Maps and sets can have quadratic-time performance

corysama · on Jan 30, 2017

A paper came up on HN recently that showed that C arrays could have log(N) behavior for individual accesses if you antagonized the TLB cache hard enough. It got more discussion on Reddit than HN though.

https://arxiv.org/abs/1212.0703

https://news.ycombinator.com/item?id=12385458

https://www.reddit.com/r/programming/comments/509qhd/randoml...

panic · on Jan 30, 2017

Assuming your hash table is power-of-two sized, could your iterator step forward by (say) 19 elements at a time instead of one? Since 19 is relatively prime to any power of two, you'll eventually iterate over every element if you take the remainder each time you hit the end. Is there a way to pick the step size to ensure quadratic behavior never happens?

EDIT: The bug description at https://bugs.swift.org/browse/SR-3268 mentions this solution but dimisses it due to poor cache locality.

raphlinus · on Jan 30, 2017

If I'm reading right, this is the same problem as http://accidentallyquadratic.tumblr.com/post/153545455987/ru... , only it hasn't been fixed yet in Swift?

Gankro · on Jan 30, 2017

Yes. However Rust's precise mitigation only works because it doesn't use hashcoding (Swift does). A possible mitigation that's similar to Rust's would be for each Dictionary to post-process hashes with some per-Dictionary key/salt.

panic · on Jan 30, 2017

Thanks, this is a much clearer description of the problem!

captainmuon · on Jan 30, 2017

I wonder if there is a way to provoke hash collisions. A while back there was a bug in Python dicts that let you do that. Construct a bunch of strings that hash to the same bucket, and feed that to an application that tries to store them in the dict, and you could cause extreme resource consumption IIRC. The remedy was to add a random (per-process) part to the key function. It would be interesting to see if Swift/ObjC has this vulnerability, too.

dgfgfdagasdfgfa · on Jan 30, 2017

Could we get "swift" added to the title?

Thanks!

mywittyname · on Jan 30, 2017

Alternate proposal: in-order iterating over a set is what's causing the slowdown.

    let nanobuild = Swimsuit.nanotime() {
        for i in 1...size {
            d.insert(i)
        }
    }

vs.

    let nanocopy = Swimsuit.nanotime() {
        for i in d {
            dcopy.insert(i)
        }
    }

Clearly the biggest difference between the code is how he's getting the values to insert. If he changed the later loop from for i in d, to the original for i in 1...size, I suspect he'd see equivalent performance.

This code does not demonstrate the issues with HashMaps outlined in the article. I'm not familiar with Swift's libraries, but I bet it has a load factor parameter, the author could just set that to >1.0 and load a bunch of data into it, then the code would show what the article claims.

Gankro · on Jan 30, 2017

There's a load factor in Swift's Dictionary but it's hardcoded. Same for Rust. (I've maintained both implementations)

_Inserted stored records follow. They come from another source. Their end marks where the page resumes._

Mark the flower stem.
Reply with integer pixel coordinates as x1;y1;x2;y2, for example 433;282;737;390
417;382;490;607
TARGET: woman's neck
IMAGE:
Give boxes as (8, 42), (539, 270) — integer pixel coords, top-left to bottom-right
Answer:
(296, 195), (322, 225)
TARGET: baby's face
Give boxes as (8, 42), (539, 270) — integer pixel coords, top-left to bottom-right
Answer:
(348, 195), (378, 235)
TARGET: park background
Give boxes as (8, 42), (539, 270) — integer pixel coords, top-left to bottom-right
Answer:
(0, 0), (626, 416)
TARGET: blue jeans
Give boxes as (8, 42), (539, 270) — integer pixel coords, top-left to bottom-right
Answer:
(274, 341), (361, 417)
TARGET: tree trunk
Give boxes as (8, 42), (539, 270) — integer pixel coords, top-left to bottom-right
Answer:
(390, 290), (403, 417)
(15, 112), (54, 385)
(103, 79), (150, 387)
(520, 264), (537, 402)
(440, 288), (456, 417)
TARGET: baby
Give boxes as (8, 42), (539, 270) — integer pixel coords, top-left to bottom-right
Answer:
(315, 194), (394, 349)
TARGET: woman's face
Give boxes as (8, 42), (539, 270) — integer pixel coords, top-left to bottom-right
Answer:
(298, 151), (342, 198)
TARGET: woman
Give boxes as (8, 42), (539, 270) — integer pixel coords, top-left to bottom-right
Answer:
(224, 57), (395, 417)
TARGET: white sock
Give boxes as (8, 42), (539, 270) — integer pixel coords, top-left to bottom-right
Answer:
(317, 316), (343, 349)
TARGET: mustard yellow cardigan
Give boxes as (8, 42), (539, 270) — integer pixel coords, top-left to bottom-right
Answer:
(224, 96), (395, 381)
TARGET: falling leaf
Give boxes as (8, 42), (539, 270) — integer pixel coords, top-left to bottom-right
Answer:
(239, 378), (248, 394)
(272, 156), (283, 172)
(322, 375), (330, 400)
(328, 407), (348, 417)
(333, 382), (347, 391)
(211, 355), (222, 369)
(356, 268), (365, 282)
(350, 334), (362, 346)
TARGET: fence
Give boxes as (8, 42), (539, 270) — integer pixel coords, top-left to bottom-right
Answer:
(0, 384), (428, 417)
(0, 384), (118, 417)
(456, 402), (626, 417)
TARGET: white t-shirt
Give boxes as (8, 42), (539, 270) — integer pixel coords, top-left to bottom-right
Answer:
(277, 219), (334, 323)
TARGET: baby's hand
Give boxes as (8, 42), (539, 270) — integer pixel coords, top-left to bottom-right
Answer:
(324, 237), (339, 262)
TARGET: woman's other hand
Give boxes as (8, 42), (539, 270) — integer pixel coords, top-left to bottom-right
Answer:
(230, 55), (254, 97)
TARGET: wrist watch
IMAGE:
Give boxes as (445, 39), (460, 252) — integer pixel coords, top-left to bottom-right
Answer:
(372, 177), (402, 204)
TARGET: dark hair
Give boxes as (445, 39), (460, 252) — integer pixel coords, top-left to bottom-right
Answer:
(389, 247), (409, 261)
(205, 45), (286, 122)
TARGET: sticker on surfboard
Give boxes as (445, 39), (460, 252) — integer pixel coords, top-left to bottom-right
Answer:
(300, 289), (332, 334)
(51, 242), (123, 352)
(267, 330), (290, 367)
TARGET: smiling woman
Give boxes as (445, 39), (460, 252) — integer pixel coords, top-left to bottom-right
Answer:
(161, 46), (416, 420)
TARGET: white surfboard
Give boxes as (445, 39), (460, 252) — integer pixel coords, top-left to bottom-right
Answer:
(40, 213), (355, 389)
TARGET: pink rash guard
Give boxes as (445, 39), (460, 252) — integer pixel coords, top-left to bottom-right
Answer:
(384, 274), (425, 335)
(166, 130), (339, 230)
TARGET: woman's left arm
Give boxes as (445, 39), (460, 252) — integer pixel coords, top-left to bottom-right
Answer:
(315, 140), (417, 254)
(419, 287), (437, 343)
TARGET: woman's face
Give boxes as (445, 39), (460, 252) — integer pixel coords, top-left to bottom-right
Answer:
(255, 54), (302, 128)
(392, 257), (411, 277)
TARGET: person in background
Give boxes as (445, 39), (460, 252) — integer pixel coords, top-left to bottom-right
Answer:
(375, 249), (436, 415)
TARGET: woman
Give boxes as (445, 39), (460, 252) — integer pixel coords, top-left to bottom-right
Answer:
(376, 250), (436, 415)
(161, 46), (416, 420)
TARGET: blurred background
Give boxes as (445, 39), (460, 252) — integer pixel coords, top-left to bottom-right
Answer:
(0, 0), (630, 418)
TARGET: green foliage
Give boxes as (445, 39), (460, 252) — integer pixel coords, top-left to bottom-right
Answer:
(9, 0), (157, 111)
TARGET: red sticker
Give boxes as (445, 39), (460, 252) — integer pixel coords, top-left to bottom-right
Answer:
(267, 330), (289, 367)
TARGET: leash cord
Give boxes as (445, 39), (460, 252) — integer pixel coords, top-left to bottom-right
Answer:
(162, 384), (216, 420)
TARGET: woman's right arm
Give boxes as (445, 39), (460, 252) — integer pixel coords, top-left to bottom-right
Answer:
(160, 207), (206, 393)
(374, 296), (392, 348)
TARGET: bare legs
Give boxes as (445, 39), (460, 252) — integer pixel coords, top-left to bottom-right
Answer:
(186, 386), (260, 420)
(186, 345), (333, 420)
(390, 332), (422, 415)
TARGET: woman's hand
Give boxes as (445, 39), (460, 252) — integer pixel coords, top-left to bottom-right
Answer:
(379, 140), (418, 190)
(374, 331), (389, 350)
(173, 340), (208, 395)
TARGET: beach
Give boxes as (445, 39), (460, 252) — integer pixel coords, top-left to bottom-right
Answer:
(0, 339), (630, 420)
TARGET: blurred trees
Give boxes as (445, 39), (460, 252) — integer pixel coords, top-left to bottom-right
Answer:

I assure you the bug is as described. I wrote it up the initial bug report and what needed to be done to mitigate it here [1].

Most critically, my analysis on different sizes demonstrates that it's ultimately a consequence of how hashes are modulo truncated. Increasing the size without increasing capacity (higher load) can in fact decrease execution time.

[1] https://bugs.swift.org/plugins/servlet/mobile#issue/SR-3268

(sorry this comment is poorly written, my phone was about to die; read the issue for a proper discussion)

jwatte · on Jan 30, 2017

To be fair, my hash table implementations always keep a nth-key iterator cache, to make the default case of 0..n fast. If the standard library doesn't do this, I'd call that a miss in implementation.

alistproducer2 · on Jan 30, 2017

I hope this isn't too off topic, but this is the first time I've read swift and, to my eyes, it looks gorgeous. I had no idea iOS apps could be written in such a nice looking language. I could never stomach Objective-C.